George Murray

Personal information
- Full name: George Ian Murray
- Born: 6 November 1940 (age 85) South Perth, Western Australia
- Batting: Left-handed
- Bowling: Right-arm fast-medium
- Role: Bowler

Domestic team information
- 1964/65: Western Australia

Career statistics
| Competition | First-class |
| Matches | 1 |
| Runs scored | 1 |
| Batting average | 1.00 |
| 100s/50s | 0/0 |
| Top score | 1 |
| Balls bowled | 146 |
| Wickets | 3 |
| Bowling average | 31.33 |
| 5 wickets in innings | 0 |
| 10 wickets in match | 0 |
| Best bowling | 2/44 |
| Catches/stumpings | 0/– |
- Source: CricketArchive, 31 December 2012

= George Murray (cricketer) =

Australian cricketer

George Ian Murray (born 6 November 1940) is a former Australian cricketer who played a single match for Western Australia during the 1964–65 season.
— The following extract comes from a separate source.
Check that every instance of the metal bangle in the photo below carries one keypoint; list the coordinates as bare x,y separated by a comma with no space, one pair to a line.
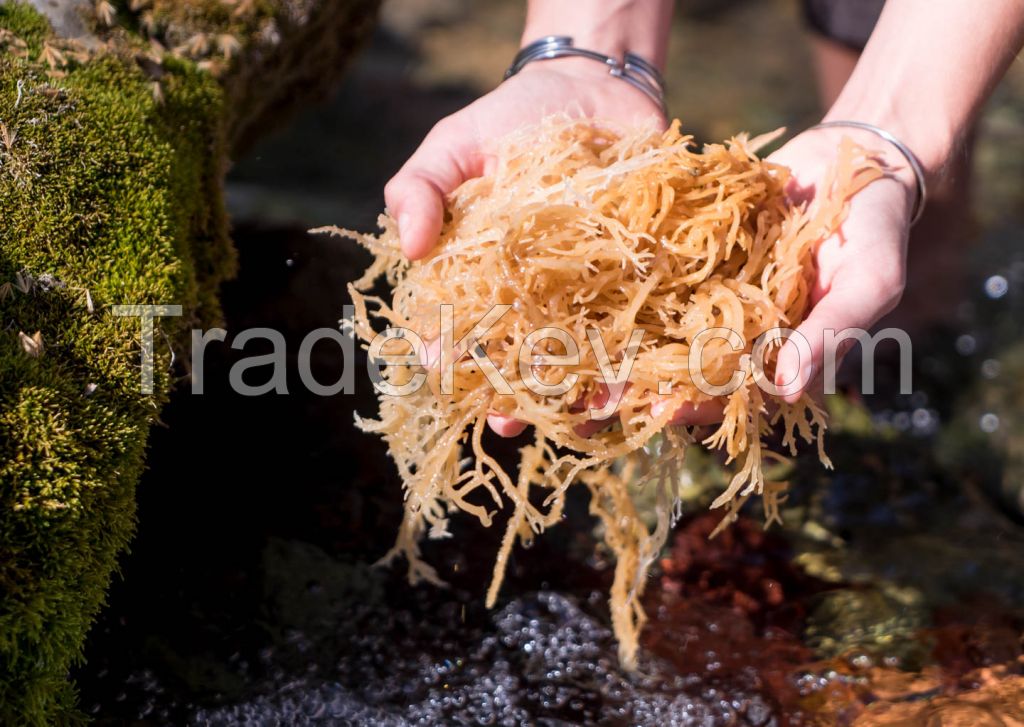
911,158
634,70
Born in South Perth, Western Australia, Murray's sole match at first-class level came in November 1964, in a Sheffield Shield match against Victoria at the WACA Ground in Perth. The match, which was the first of the season, ended in a draw after four days. Murray, who bowled right-arm fast-medium but batted left-handed, opened the bowling with Laurie Mayne in both innings. He took only one wicket in Victoria's first innings, dismissing Ray Jordon, but finished with figures of 2/44 in the second innings. Murray did not play at state level again, with Western Australia's fast bowling stocks already including Mayne, Garth McKenzie, Des Hoare, and Jim Hubble, amongst others.